Nel 1989 il quotidiano cristiano ‘L’Avvenire’ pubblicava in rapida successione due annunci entrambi riguardanti un bambino di 5 mesi che rischiava di morire se non fosse stato salvato da qualcuno amorevole e pronto a sostenere le spese mediche necessarie, Il suo problema era una grave e rarissima malattia, la sindrome di Lesch-Nyhan (LND), di origine genetica e senza studi che ne comprendano le origini e quindi permettano di curarne i sintomi (si tratta di casi talmente rari da non meritare, secondo la medicina odierna, degli investimenti).

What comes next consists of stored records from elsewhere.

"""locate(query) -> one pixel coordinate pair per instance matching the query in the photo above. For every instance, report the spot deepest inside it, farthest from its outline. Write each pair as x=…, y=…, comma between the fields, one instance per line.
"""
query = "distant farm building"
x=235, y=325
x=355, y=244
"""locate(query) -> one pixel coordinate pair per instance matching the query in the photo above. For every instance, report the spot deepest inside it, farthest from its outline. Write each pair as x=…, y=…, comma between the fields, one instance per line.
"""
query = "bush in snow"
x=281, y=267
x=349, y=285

Dopo questi annunci non si seppe più nulla del bambino ne della possibile adozione, questo fino a qualche giorno fa quando lo stesso quotidiano è andato ad indagare scoprendo che adesso Michele (questo il nome scelto dalla famiglia adottiva) ha 25 anni e che, nonostante non possa essere guarito, conduce una vita piena e soddisfacente grazie all’amore di familiari ed amici, letteralmente innamorati di quel ragazzo incapace di controllare muscoli e lingua.
Di lui, della sua infanzia e del suo caratteraccio ci ha parlato il padre: la sua infanzia è stata dura, ha cominciato a parlare solo a 4 anni “Grazie ai film di Terence Hill e Bud Spencer”, sin da piccolo è stato costretto alle punture di insulina, a ricevere un operazione al rene a soli 9 anni, poi è sopraggiunta la tetra paresi spastica. Per un bambino con simili problematiche dovrebbe essere un calvario la vita in terra ed invece non è stato così, l’amore dei genitori adottivi e quello dei compagni di classe lo hanno aiutato a superare le difficoltà fisiche e ad essere felice.

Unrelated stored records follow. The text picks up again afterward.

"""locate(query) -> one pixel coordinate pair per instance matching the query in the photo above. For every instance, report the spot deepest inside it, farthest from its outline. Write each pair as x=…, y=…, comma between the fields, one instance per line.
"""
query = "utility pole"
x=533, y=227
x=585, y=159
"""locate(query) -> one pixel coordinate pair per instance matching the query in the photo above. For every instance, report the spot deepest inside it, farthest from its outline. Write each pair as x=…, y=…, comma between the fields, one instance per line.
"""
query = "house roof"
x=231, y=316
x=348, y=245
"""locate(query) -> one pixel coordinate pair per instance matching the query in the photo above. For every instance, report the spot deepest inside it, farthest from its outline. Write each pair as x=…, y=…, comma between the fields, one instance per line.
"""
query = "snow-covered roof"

Purtroppo durante la notte dev’essere legato ai polsi ed alle caviglie per evitare che si faccia del male, non volontariamente ma a causa della malattia che non gli permette di controllare i muscoli del corpo, i soggetti affetti da LND, infatti, tendono a prendersi a schiaffi sul capo ed anche a mordersi. Se questo non bastasse a rendere difficile la vita di Michele, si unisce anche l’impossibilità di frenare la lingua: “Non hanno nemmeno freni inibitori nel parlare, come quando chiamò “ciccione” un professore grasso il primo giorno di scuola o disse ad alta voce il fatto suo a un conferenziere in Aula Magna, con grande sollievo dei compagni che non osavano fare altrettanto”, dice il padre che aggiunge ridendo: “In casa ci siamo tutti abituati a una grande franchezza”.

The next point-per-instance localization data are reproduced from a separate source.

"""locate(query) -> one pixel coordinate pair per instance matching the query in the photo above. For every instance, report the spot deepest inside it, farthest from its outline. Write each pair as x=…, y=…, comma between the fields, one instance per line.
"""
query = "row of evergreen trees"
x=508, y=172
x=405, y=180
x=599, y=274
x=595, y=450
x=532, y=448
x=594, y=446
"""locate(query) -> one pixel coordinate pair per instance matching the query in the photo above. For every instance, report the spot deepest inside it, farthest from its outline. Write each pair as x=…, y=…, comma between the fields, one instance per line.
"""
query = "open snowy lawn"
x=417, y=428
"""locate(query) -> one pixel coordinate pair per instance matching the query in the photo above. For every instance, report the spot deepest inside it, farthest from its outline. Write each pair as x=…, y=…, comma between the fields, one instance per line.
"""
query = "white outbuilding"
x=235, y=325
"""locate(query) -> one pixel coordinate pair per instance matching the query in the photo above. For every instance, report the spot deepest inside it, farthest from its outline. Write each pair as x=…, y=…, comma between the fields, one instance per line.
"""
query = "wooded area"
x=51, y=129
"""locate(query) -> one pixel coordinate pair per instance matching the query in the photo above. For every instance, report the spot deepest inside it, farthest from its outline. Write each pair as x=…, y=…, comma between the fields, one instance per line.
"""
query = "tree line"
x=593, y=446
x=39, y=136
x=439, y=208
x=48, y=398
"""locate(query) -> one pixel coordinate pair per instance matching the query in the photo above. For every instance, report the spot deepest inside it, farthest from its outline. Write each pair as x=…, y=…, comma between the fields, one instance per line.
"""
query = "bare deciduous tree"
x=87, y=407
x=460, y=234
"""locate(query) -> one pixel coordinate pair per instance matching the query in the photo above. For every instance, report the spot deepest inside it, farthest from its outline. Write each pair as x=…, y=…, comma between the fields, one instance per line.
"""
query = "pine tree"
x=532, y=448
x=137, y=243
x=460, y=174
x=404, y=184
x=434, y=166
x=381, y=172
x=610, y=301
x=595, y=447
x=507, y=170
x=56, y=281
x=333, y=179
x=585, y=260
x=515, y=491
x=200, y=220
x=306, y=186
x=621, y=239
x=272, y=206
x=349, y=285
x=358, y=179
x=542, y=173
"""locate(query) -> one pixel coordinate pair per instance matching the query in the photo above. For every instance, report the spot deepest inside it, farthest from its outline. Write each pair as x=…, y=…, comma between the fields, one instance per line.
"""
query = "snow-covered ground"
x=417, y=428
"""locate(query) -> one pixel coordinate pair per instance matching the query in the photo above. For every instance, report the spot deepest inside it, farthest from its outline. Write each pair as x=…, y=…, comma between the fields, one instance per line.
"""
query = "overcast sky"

Presentata in questo modo la decisione di quella coppia sembra un suicidio, ma è quanto di più cristiano possa esserci: tutto è cominciato l’1 ottobre del 1989 quando i due lessero l’annuncio, accanto a loro c’era il piccolo Marco di 8 anni che ingenuamente disse: ”Perché non lo prendiamo noi?”. Quella frase motivò la coppia, il padre si andò ad informare con il medico di fiducia che, sentita la malattia da cui era affetto Michele, si mise le mani tra i capelli e disse: “Le consiglio di lasciar perdere”. L’uomo, sconfortato da quella notizia, ma voglioso di accogliere un bambino bisognoso in casa sua andò a pensare e pregare in Chiesa, durante l’omelia il parroco citò un passo del Vangelo in cui Gesù diceva: “Quello che farete al più piccolo di voi lo avrete fatto a me”.
L’uomo lo interpretò come un segno, ormai era chiaro che Michele avrebbe fatto parte della sua famiglia. Mai decisione fu più felice, Michele è il più amato da tutta la famiglia, anche e sopratutto per il suo carattere coriaceo, ed ora, a 25 anni con un diploma scientifico ottenuto con 100 e lode, passa la sua esistenza a scrivere libri e devolvere proventi alle associazioni che si occupano dei malati di LND. Lo scorso anno poi ha adottato una bambina Africana (Giulien) un modo per crescere e ritornare in parte l’amore che gli è stato riversato sin dai suoi primi giorni.